Oggi, competenze e strumenti si sono livellati (bene o male abbiamo tutti accesso alle stesse tecnologie e agli stessi dati) quindi a fare la differenza è la fiducia che riesci a costruire nel tempo. E la fiducia nasce dall’ascolto: raccogliere il feedback dei clienti
in modo continuo, non solo quando nasce un problema, e trasformarlo in scelte concrete.

C’è poi un tema che quest’anno diventa cruciale: la visibilità dentro le risposte degli assistenti AI e degli LLM. Vedo molte aziende cercare scorciatoie per farsi associare a certi valori dagli algoritmi senza lavorarci davvero a 360 gradi.
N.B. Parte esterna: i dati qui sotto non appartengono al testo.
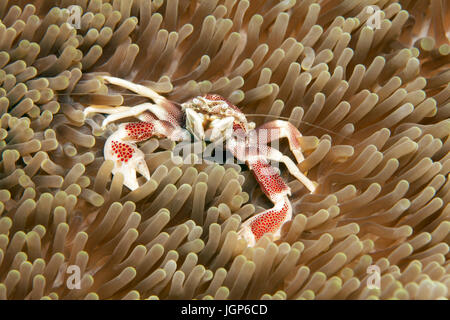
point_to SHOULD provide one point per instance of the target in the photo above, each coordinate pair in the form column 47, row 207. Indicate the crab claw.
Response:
column 128, row 160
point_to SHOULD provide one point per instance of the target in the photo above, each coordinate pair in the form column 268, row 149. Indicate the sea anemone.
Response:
column 372, row 103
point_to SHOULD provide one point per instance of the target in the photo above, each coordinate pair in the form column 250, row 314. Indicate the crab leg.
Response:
column 277, row 191
column 278, row 129
column 144, row 91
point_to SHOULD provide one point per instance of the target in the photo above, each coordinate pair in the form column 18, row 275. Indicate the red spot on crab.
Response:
column 140, row 130
column 271, row 221
column 122, row 150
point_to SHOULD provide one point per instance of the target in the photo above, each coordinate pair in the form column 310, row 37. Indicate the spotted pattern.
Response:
column 270, row 221
column 140, row 130
column 123, row 151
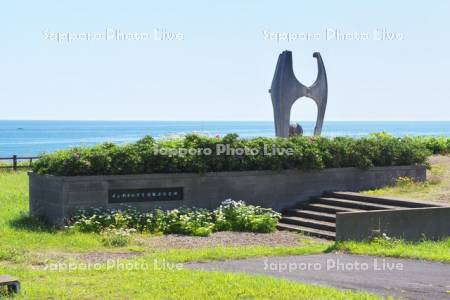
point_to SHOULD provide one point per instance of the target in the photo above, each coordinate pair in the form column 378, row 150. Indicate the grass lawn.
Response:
column 26, row 248
column 436, row 188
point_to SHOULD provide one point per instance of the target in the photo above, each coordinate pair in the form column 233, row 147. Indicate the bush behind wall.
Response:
column 308, row 153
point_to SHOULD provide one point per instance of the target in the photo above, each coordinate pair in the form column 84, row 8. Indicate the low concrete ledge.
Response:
column 408, row 224
column 57, row 198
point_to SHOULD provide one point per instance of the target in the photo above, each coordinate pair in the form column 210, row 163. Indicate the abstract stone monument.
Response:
column 286, row 89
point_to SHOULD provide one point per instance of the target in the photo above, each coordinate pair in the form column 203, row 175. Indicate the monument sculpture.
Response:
column 286, row 89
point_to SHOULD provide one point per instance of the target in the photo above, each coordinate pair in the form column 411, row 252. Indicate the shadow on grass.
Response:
column 29, row 223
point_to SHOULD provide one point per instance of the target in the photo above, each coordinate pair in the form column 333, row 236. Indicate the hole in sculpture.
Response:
column 304, row 112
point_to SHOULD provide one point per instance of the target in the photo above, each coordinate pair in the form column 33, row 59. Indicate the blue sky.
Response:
column 222, row 67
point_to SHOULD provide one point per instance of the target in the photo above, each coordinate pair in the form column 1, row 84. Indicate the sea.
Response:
column 32, row 138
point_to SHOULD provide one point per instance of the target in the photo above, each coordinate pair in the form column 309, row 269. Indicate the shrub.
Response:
column 112, row 237
column 231, row 215
column 307, row 153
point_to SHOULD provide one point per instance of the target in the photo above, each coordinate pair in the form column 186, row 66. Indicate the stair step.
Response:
column 311, row 214
column 310, row 223
column 377, row 200
column 329, row 208
column 353, row 204
column 308, row 231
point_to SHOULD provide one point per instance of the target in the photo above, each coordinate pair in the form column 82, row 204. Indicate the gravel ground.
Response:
column 226, row 238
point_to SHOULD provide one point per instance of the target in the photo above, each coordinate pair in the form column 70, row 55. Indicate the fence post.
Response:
column 14, row 162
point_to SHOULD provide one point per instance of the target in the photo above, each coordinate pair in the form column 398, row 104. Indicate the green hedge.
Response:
column 308, row 153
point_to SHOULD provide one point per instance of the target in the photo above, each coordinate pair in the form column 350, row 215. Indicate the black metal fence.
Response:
column 17, row 162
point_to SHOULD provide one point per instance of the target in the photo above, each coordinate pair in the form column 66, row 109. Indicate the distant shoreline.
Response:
column 30, row 138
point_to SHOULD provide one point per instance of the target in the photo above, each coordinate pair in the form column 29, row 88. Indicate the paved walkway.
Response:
column 411, row 279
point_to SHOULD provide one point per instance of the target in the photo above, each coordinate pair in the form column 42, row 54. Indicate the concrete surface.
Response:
column 57, row 197
column 410, row 279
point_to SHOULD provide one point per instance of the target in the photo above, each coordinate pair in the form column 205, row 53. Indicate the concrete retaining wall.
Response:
column 57, row 198
column 407, row 224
È un errore che si paga: un LLM, esattamente come una persona, alla fine restituisce ciò che un’azienda è davvero, non quello che vorrebbe sembrare“.

AI e marketing: contenuti, dati o automazione, qual è l’uso a tuo avviso più utile e come la stai usando concretamente in azienda?

“Nel nostro lavoro l’AI dà il meglio su due cose: macinare grandi volumi di dati e velocizzare i compiti ripetitivi.

La usiamo per analizzare dataset SEO complessi, scovando pattern e anomalie che a occhio richiederebbero giorni, o per automatizzare reportistica e analisi di routine. Questo ci libera tempo prezioso per il
ragionamento strategico vero e proprio.

Il controllo umano resta però imprescindibile: l’AI ci aiuta a lavorare più in fretta e su volumi più grandi, ma la validazione finale, capire se un’anomalia ha senso nel contesto del cliente, se un’automazione sta davvero producendo l’output giusto, deve restare nostra. Non ci fidiamo di un output se non lo abbiamo verificato“.

Se potessi avere un assistente AI personale che fa una sola cosa per te ogni giorno, cosa gli faresti fare?

“Gli affiderei la gestione della mia to-do list, tra lavoro e vita privata, e un rapido recap a fine giornata: cosa ho chiuso, dove sono arrivata con i vari progetti e cosa slitta a domani.

Passo le giornate a organizzare processi e scadenze per gli altri, quindi fa quasi sorridere che il primo ambito dove vorrei un aiuto sia la mia agenda!

Un assistente che tenesse insieme impegni di lavoro e scadenze personali mi restituirebbe qualcosa che va oltre il tempo: un po’ di energia mentale in più per le cose che contano davvero, dentro e fuori dall’ufficio“.

Ai giovani che iniziano ora: che ruolo deve avere l’AI nel loro “toolbox” di competenze? E quale skill “umana” resterà comunque insostituibile?

“Consiglio sempre una cosa: prima di usare l’AI per automatizzare un’attività, bisogna imparare a farla a mano. Se non sai analizzare un dato grezzo, scovare un errore in un crawl o capire perché un testo funziona, rischi di prendere per buono qualsiasi output.

Nella SEO, e non solo, questo errore costa caro. L’AI va usata come un acceleratore, non come il pilota automatico: potenzia chi sa già cosa sta cercando, ma non sostituisce la comprensione del mestiere. La skill umana imbattibile resta il pensiero critico applicato al contesto: guardare un dato o una strategia e chiedersi
‘ma ha davvero senso per questo cliente, oggi?’.

Nessuno strumento può porsi questa domanda al posto nostro“.

Guardando al tuo percorso, qual è stata la scelta più coraggiosa che ti ha portato dove sei oggi?

“Senza dubbio mollare tutto e cambiare strada nel 2012. Studiavo infermieristica, ma a un certo punto ho dovuto ammettere a me stessa che non era la mia strada, nonostante il tempo e la fatica investiti.

Lasciare quelle certezze per lanciarmi nel digitale e nella SEO, un mondo che all’epoca conoscevo appena, significava ricominciare da zero. Ho investito di nuovo in studio e tanta pratica per entrare in un settore che in Italia muoveva i primi passi e che oggi è diventato il mio lavoro.

A posteriori, il vero coraggio non è stato solo cambiare, ma ascoltarmi anche quando andava contro una scelta già fatta, scommettere su una passione e darmi il tempo di costruire una nuova strada, un passo alla volta“.